1.1 Klager heeft zich in april 2021 tot verweerder gewend voor juridische bijstand.
1.2 Verweerder heeft vervolgens werkzaamheden voor klager verricht en klager daarvoor
een factuur met specificatie gestuurd, gedateerd op 17 mei 2021. De factuur betreft
een bedrag van in totaal € 951,37, waarvan € 741,45 aan honorarium.

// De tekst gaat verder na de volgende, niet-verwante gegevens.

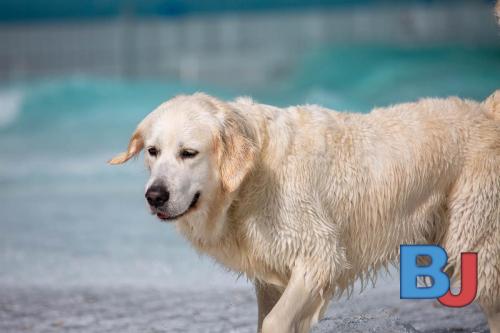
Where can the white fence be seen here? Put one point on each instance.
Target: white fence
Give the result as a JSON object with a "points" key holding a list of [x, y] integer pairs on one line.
{"points": [[249, 48]]}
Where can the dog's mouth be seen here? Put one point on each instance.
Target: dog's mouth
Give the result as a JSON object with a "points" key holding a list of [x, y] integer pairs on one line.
{"points": [[165, 217]]}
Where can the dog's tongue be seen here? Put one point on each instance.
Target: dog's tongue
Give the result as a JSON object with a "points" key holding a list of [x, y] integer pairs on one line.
{"points": [[162, 216]]}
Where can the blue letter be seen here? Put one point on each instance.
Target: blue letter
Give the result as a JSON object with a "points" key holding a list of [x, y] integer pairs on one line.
{"points": [[409, 271]]}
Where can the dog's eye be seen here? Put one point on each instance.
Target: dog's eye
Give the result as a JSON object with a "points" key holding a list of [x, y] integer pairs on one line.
{"points": [[188, 153], [153, 151]]}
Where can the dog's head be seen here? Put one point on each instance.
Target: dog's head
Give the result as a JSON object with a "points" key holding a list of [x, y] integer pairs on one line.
{"points": [[198, 150]]}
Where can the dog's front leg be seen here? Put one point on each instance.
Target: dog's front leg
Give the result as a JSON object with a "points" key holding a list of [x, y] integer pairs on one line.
{"points": [[267, 296], [299, 306]]}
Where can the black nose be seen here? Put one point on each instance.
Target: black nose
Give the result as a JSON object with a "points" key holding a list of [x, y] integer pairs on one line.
{"points": [[157, 195]]}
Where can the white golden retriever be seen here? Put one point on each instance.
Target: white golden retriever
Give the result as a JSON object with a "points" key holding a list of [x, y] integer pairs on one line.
{"points": [[305, 200]]}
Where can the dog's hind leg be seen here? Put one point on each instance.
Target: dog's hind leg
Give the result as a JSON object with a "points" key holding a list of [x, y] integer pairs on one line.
{"points": [[267, 296], [474, 226], [494, 320]]}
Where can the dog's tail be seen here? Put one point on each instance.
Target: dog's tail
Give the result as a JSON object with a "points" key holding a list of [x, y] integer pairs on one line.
{"points": [[492, 105]]}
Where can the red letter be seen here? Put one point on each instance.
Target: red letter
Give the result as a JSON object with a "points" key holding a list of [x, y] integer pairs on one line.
{"points": [[468, 283]]}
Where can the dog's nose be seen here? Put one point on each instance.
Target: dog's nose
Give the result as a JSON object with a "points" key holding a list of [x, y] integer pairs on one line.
{"points": [[157, 196]]}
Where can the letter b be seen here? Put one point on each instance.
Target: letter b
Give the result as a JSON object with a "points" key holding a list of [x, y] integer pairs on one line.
{"points": [[410, 271]]}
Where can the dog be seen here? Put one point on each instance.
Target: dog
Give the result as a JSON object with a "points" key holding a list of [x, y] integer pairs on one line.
{"points": [[305, 200]]}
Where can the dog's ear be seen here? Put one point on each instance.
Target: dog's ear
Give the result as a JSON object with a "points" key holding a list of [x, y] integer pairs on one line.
{"points": [[135, 145], [238, 151]]}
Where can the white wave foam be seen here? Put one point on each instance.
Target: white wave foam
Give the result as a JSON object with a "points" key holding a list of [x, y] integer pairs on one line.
{"points": [[10, 106]]}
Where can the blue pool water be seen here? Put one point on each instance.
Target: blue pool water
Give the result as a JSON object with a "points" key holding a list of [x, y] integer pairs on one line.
{"points": [[67, 218]]}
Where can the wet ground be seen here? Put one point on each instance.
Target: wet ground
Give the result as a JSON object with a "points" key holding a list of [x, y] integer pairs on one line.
{"points": [[231, 310]]}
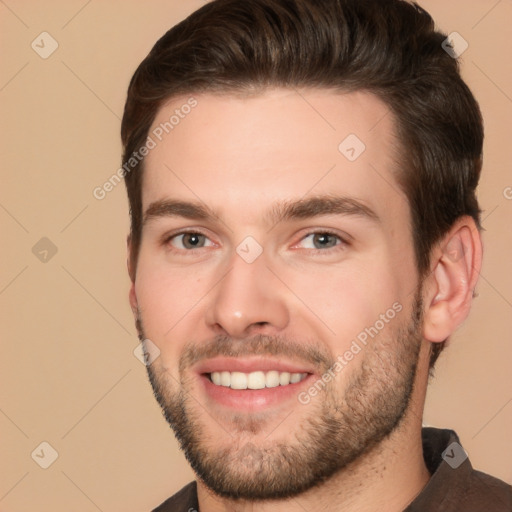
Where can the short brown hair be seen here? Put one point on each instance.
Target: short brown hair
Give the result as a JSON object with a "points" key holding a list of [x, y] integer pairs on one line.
{"points": [[387, 47]]}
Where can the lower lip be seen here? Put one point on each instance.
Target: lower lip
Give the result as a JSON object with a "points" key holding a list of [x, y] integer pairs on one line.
{"points": [[253, 399]]}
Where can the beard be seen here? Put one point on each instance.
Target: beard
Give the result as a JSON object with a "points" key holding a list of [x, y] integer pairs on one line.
{"points": [[343, 425]]}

1.3 Op 18 oktober 2022 heeft klager bij de deken een klacht over verweerder ingediend.
2 KLACHT
2.1 De klacht houdt, zakelijk weergegeven, in dat verweerder tuchtrechtelijk verwijtbaar
heeft gehandeld als bedoeld in artikel 46 van de Advocatenwet. Klager verwijt verweerder
het volgende.
a) Verweerder is niet bereikbaar, zowel telefonisch als persoonlijk. Ook door het
kantoor wordt niet gereageerd.
b) Verweerder heeft klagers zaak niet juist behandeld: klager moest voor het intakegesprek
een half uur wachten. Klager heeft tijdens het eerste gesprek aangegeven dat hij de
kosten beperkt wilde houden. Klager ging ervan uit dat het eerste gesprek niets zou
kosten, maar verweerder heeft dit wel in rekening gebracht. Ook is het uurtarief van
verweerder niet vooraf, maar pas na het gesprek besproken. Verder heeft verweerder
een fout gemaakt in de tenaamstelling van de factuur.
3 VERWEER
3.1 Verweerder heeft tegen de klacht verweer gevoerd. De voorzitter zal hierna,
waar nodig, op het verweer ingaan.
4 BEOORDELING
Klachtonderdeel a)
4.1 De voorzitter overweegt dat het aan klager is om de feiten waarop de klacht
wordt gebaseerd voldoende aannemelijk te maken en ten minste aanknopingspunten aan
te dragen voor de juistheid van stellingen. Dat heeft klager hier niet gedaan. Verweerder
heeft het hem verweten handelen bovendien uitdrukkelijk betwist. De voorzitter kan
de juistheid van klagers verwijt niet vaststellen. Dat verweerder op dit punt tuchtrechtelijk
verwijtbaar heeft gehandeld is de voorzitter dan ook op geen enkele wijze gebleken.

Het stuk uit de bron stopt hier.